Nomad Pizza. Photo: Michael Slack courtesy of Joshua Zinder Architecture + Design LLC
To the casual observer, the building that’s now home to Nomad Pizza was just a mundane box in its earlier, auto-related incarnation. But to the trained eye of JZA+D founder Joshua Zinder, it represents “a rather elegant example of 1930s modernism.”
The former gas station prior to the conversion. Photo: Courtesy of Joshua Zinder Architecture + Design LLC
Still, turning it into a destination dining spot involved overcoming several challenges. For example, the drive-through service bays and large garage doors didn’t lend themselves naturally to use in a foodservice venue. To overcome that, Zinder and his team closed off the bays and portals at the rear with a facade of cedar and storefront glazing, and installed custom doors on the front to take advantage of the original garage openings.
“This let us extend the dining area into an awning-covered patio during warmer months,” Zinder says.
In addition, the redesign reversed the front and back of the facility. “Where the gas station had fronted onto the main road, the entrance to the restaurant instead faces a neighboring shopping center,” Zinder notes.

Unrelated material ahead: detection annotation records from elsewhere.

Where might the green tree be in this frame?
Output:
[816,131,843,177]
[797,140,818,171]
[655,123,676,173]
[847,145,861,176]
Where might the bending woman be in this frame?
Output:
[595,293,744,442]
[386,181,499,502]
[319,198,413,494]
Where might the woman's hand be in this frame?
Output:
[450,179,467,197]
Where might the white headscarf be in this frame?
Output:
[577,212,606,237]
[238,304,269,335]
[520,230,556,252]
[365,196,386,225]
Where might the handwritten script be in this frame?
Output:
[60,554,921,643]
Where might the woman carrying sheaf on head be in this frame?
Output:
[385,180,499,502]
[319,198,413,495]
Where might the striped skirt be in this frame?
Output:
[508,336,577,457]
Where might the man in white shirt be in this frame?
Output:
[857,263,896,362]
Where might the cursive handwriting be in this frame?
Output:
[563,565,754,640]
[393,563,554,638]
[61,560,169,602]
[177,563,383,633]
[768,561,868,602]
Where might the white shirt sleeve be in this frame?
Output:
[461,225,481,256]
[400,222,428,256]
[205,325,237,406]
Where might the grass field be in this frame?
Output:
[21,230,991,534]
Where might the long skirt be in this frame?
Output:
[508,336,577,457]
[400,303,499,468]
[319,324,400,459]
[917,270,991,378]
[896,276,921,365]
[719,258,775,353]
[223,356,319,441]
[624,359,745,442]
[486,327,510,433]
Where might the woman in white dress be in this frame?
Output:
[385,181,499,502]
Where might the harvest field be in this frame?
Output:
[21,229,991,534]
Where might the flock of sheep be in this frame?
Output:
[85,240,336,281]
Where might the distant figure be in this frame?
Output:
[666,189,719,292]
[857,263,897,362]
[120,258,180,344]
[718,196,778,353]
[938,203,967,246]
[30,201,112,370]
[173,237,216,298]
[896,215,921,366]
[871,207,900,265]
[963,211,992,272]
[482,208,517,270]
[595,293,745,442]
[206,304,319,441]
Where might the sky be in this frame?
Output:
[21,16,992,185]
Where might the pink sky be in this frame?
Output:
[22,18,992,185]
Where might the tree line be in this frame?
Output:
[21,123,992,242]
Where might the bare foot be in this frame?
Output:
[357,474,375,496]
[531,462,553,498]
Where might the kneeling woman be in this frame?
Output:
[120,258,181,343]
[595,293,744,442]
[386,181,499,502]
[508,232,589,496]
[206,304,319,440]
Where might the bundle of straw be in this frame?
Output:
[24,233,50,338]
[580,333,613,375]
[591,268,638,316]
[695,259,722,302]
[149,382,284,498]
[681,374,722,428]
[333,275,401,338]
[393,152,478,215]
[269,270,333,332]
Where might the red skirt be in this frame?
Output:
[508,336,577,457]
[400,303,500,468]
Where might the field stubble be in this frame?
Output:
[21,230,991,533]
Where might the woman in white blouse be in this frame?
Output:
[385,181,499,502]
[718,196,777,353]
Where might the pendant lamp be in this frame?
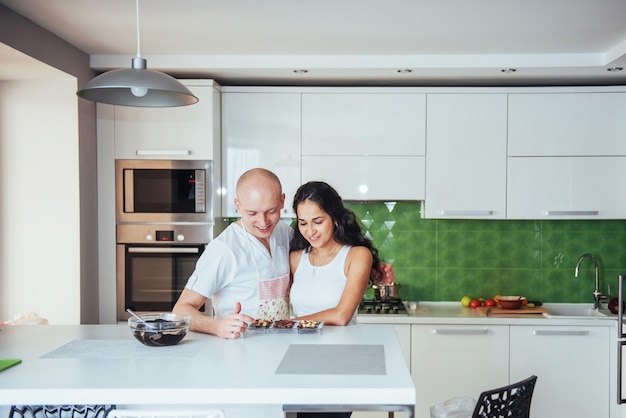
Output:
[76,0,198,107]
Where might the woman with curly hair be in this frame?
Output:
[289,181,389,325]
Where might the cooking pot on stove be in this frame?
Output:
[372,283,400,300]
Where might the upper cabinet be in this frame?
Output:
[425,94,507,219]
[222,92,300,217]
[509,92,626,156]
[507,92,626,219]
[113,80,220,160]
[302,91,426,200]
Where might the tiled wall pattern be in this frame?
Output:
[346,202,626,303]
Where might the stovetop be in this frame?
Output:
[358,299,408,315]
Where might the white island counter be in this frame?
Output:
[0,324,415,417]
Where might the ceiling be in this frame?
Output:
[0,0,626,86]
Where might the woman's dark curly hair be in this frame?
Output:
[289,181,383,283]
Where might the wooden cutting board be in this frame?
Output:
[476,306,548,316]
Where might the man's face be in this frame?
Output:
[235,189,285,240]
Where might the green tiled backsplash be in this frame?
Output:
[346,202,626,303]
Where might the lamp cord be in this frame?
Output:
[135,0,141,58]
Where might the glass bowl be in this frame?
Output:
[128,313,191,347]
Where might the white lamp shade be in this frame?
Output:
[77,58,198,107]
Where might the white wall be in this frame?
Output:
[0,76,80,324]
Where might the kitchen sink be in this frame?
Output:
[543,304,614,318]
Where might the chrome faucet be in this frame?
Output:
[574,254,602,309]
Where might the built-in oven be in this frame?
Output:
[115,159,213,223]
[117,224,212,321]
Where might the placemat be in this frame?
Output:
[276,344,387,375]
[41,339,202,360]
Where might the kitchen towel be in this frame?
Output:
[276,344,387,375]
[0,358,22,372]
[41,340,202,360]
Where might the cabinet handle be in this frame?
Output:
[533,329,589,336]
[441,209,493,216]
[433,328,489,335]
[137,149,191,155]
[544,210,600,216]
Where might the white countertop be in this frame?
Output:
[0,324,415,414]
[357,302,617,326]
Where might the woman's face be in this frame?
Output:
[296,200,335,248]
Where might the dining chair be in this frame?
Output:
[472,375,537,418]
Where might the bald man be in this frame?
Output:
[173,168,292,338]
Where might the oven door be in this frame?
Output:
[117,244,205,320]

Intrigued by this kind of project? You could well get the chance to work on one, as the number of gas stations in the U.S. has dropped from a high of about 202,000 in the mid 1990s to about 150,000 in more recent years, according to NACS-The Association for Convenience & Fuel Retailing. That stat suggests numerous vacant stations are out there, awaiting a new lease on life.